Added scrape_grades command #159

gannonprudhomme · 2020-03-03T22:23:43Z

So this is mostly implemented other than the tests. I made this a PR (although probs should be a draft) just so we could discuss the testing for it, since a lot of the functions in it are kind of funky to test.

I'm also considering adding optional --year and --college arguments to it so we can quickly scrape a small amount, rather than scraping everything from 2013 - 2019.

I also need to figure out how to add SSL certificate creation to requests.get call in fetch_page_data, as not doing so gives a warning on the function call.

firejake308 · 2020-03-04T03:06:18Z

I got this error: No such file or directory: '/home/firejake308/AAS/autoscheduler/documents/grade_dists/grd20193GV.pdf' Do I need to download a PDF for this to work?

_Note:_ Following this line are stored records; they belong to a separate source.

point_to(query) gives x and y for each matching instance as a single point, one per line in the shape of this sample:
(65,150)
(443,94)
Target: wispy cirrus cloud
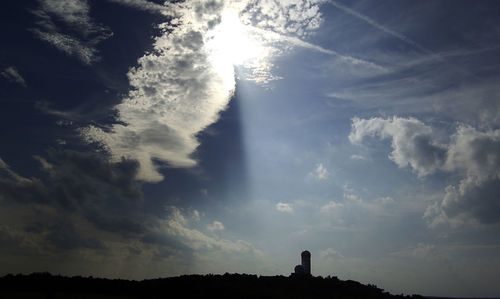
(54,15)
(12,74)
(181,87)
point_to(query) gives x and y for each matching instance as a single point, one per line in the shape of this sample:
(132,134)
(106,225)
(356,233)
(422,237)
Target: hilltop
(45,285)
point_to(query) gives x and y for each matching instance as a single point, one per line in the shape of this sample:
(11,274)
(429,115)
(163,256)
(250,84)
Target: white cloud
(216,225)
(180,87)
(413,142)
(74,14)
(331,206)
(357,157)
(147,6)
(177,226)
(320,172)
(471,154)
(12,74)
(284,207)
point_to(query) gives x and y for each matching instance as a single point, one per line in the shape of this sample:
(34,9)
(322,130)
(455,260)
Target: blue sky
(147,138)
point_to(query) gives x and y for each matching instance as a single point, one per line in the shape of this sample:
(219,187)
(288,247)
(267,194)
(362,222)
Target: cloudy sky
(147,138)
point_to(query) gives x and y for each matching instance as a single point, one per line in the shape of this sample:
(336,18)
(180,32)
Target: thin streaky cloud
(272,35)
(12,74)
(152,7)
(380,27)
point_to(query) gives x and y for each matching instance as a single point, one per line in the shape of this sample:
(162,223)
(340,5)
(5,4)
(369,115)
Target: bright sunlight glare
(234,42)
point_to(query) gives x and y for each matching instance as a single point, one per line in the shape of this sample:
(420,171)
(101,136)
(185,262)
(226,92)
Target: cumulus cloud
(471,154)
(180,87)
(413,143)
(284,207)
(53,16)
(320,172)
(215,226)
(12,74)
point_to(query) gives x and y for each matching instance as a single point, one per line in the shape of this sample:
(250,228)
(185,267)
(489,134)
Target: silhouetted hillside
(45,285)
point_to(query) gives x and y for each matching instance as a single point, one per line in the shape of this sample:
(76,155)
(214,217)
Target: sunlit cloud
(181,87)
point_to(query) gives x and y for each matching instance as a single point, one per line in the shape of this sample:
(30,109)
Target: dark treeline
(45,285)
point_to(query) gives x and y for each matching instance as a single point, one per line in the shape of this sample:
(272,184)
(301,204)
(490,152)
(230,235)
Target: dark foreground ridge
(45,285)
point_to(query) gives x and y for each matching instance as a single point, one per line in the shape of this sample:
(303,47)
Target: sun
(234,42)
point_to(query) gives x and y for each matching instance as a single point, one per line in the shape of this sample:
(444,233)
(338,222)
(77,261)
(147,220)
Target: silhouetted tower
(306,261)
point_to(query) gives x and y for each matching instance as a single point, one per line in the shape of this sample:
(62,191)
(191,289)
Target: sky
(144,139)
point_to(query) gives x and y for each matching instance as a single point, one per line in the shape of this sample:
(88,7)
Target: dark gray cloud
(80,184)
(471,154)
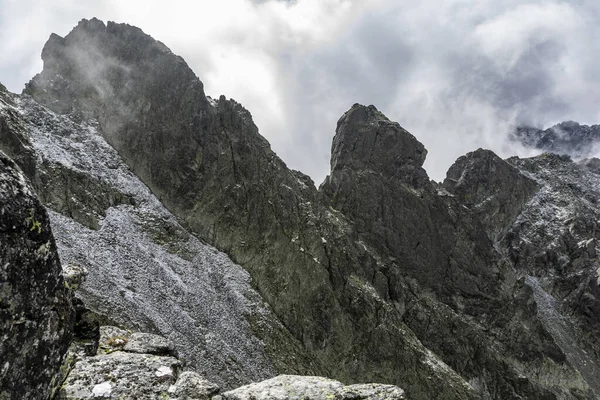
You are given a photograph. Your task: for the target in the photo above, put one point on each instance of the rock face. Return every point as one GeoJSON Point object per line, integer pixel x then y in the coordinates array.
{"type": "Point", "coordinates": [36, 317]}
{"type": "Point", "coordinates": [145, 271]}
{"type": "Point", "coordinates": [569, 138]}
{"type": "Point", "coordinates": [117, 372]}
{"type": "Point", "coordinates": [312, 387]}
{"type": "Point", "coordinates": [491, 187]}
{"type": "Point", "coordinates": [483, 287]}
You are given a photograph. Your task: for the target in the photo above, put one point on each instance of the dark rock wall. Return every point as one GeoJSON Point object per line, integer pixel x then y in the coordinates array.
{"type": "Point", "coordinates": [36, 316]}
{"type": "Point", "coordinates": [382, 275]}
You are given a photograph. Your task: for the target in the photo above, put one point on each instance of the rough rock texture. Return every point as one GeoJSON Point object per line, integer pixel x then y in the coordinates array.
{"type": "Point", "coordinates": [145, 271]}
{"type": "Point", "coordinates": [191, 386]}
{"type": "Point", "coordinates": [228, 186]}
{"type": "Point", "coordinates": [567, 138]}
{"type": "Point", "coordinates": [36, 317]}
{"type": "Point", "coordinates": [140, 342]}
{"type": "Point", "coordinates": [290, 387]}
{"type": "Point", "coordinates": [554, 242]}
{"type": "Point", "coordinates": [129, 375]}
{"type": "Point", "coordinates": [120, 368]}
{"type": "Point", "coordinates": [379, 276]}
{"type": "Point", "coordinates": [491, 187]}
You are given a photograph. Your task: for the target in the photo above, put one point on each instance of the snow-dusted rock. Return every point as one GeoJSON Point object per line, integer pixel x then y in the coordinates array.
{"type": "Point", "coordinates": [192, 386]}
{"type": "Point", "coordinates": [129, 375]}
{"type": "Point", "coordinates": [140, 342]}
{"type": "Point", "coordinates": [36, 317]}
{"type": "Point", "coordinates": [290, 387]}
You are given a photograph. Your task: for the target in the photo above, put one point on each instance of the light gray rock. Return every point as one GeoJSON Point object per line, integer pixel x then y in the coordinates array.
{"type": "Point", "coordinates": [74, 276]}
{"type": "Point", "coordinates": [140, 342]}
{"type": "Point", "coordinates": [192, 386]}
{"type": "Point", "coordinates": [36, 316]}
{"type": "Point", "coordinates": [121, 375]}
{"type": "Point", "coordinates": [291, 387]}
{"type": "Point", "coordinates": [111, 339]}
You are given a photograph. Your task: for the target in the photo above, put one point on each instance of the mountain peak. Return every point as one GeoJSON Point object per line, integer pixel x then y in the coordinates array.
{"type": "Point", "coordinates": [366, 139]}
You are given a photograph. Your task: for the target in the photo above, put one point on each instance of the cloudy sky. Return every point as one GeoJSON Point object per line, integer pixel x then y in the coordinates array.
{"type": "Point", "coordinates": [458, 74]}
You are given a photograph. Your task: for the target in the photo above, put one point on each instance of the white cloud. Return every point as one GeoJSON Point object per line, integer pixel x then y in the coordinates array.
{"type": "Point", "coordinates": [456, 73]}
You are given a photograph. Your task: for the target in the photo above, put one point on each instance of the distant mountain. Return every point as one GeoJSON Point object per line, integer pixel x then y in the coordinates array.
{"type": "Point", "coordinates": [191, 227]}
{"type": "Point", "coordinates": [569, 137]}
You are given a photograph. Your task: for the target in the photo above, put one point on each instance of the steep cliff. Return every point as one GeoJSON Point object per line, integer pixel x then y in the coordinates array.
{"type": "Point", "coordinates": [36, 316]}
{"type": "Point", "coordinates": [381, 275]}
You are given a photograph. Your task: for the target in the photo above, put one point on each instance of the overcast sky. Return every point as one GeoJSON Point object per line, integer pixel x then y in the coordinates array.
{"type": "Point", "coordinates": [456, 73]}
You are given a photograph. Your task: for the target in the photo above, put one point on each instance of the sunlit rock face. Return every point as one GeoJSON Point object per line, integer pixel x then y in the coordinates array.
{"type": "Point", "coordinates": [483, 287]}
{"type": "Point", "coordinates": [36, 317]}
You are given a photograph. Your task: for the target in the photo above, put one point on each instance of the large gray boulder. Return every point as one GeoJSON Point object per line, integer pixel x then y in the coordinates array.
{"type": "Point", "coordinates": [289, 387]}
{"type": "Point", "coordinates": [379, 276]}
{"type": "Point", "coordinates": [36, 317]}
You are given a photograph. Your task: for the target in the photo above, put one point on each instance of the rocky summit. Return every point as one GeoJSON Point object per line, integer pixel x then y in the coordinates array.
{"type": "Point", "coordinates": [200, 266]}
{"type": "Point", "coordinates": [568, 137]}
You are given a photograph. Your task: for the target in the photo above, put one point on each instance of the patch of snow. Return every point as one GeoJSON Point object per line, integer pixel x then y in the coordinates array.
{"type": "Point", "coordinates": [163, 371]}
{"type": "Point", "coordinates": [144, 264]}
{"type": "Point", "coordinates": [103, 389]}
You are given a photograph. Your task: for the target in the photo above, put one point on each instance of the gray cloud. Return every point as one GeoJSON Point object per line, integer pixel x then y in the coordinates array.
{"type": "Point", "coordinates": [458, 74]}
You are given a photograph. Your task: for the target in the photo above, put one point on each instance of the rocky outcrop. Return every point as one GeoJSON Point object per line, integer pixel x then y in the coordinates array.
{"type": "Point", "coordinates": [490, 187]}
{"type": "Point", "coordinates": [119, 373]}
{"type": "Point", "coordinates": [380, 276]}
{"type": "Point", "coordinates": [145, 271]}
{"type": "Point", "coordinates": [207, 163]}
{"type": "Point", "coordinates": [567, 138]}
{"type": "Point", "coordinates": [36, 317]}
{"type": "Point", "coordinates": [312, 387]}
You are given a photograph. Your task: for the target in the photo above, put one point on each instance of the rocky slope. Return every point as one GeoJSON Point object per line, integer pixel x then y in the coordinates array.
{"type": "Point", "coordinates": [145, 271]}
{"type": "Point", "coordinates": [569, 137]}
{"type": "Point", "coordinates": [483, 287]}
{"type": "Point", "coordinates": [36, 316]}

EDIT: Never mind. I had to make the documents and grade_dists directories. Should probably be done by the script itself though, since the server isn't smart enough to mkdir, like I am.

gannonprudhomme · 2020-03-04T03:10:37Z

I got this error: No such file or directory: '/home/firejake308/AAS/autoscheduler/documents/grade_dists/grd20193GV.pdf' Do I need to download a PDF for this to work?

Damn I was afraid of that. Do you have the autoscheduler/documents/grade_dists folder created? It should have created it automatically, but that's generally why FileNotFound errors occur for me. The download_pdf function downloads the PDF and then saves them to the directory w/ save_pdf, so it's nothing on your end

firejake308 · 2020-03-04T03:14:00Z

So I resolved the FileNotFound by creating the directory manually, but now I get this error:

django.db.utils.ProgrammingError:` column sections.honors does not exist
LINE 1: ...ections"."min_credits", "sections"."max_credits", "sections"...

I tried makemirgrations and migrate. Do I need to migrate the schema from a different branch to get the sections.honors field?

gannonprudhomme · 2020-03-04T03:21:02Z

So I resolved the FileNotFound by creating the directory manually, but now I get this error:

django.db.utils.ProgrammingError:` column sections.honors does not exist
LINE 1: ...ections"."min_credits", "sections"."max_credits", "sections"...

I tried makemirgrations and migrate. Do I need to migrate the schema from a different branch to get the sections.honors field?

No the honors field is in there, I'm honestly not sure why that's happening. In situations like these I generally do the following:

pip install django-extensions
Go to autoscheduler/autoscheduler/settings/base.py and add "django_extensions" under INSTALLED_APPS. (tutorial for setting it up here)
Run python manage.py reset_db
Delete all of the migrations in scraper/migrations
Run makemigrations and migrate

firejake308 · 2020-03-04T03:50:02Z

Ok it owrks now. I'm assuming that eventually term will be an argument to this command, just like it is for scrape_depts and scrape_courses?

firejake308 · 2020-03-04T04:10:02Z

autoscheduler/scraper/tests/commands/scrape_grades_tests.py

+        # Assert
+        self.assertEqual(expected, result)
+
+    # Test that it throws an error on a section-not-found?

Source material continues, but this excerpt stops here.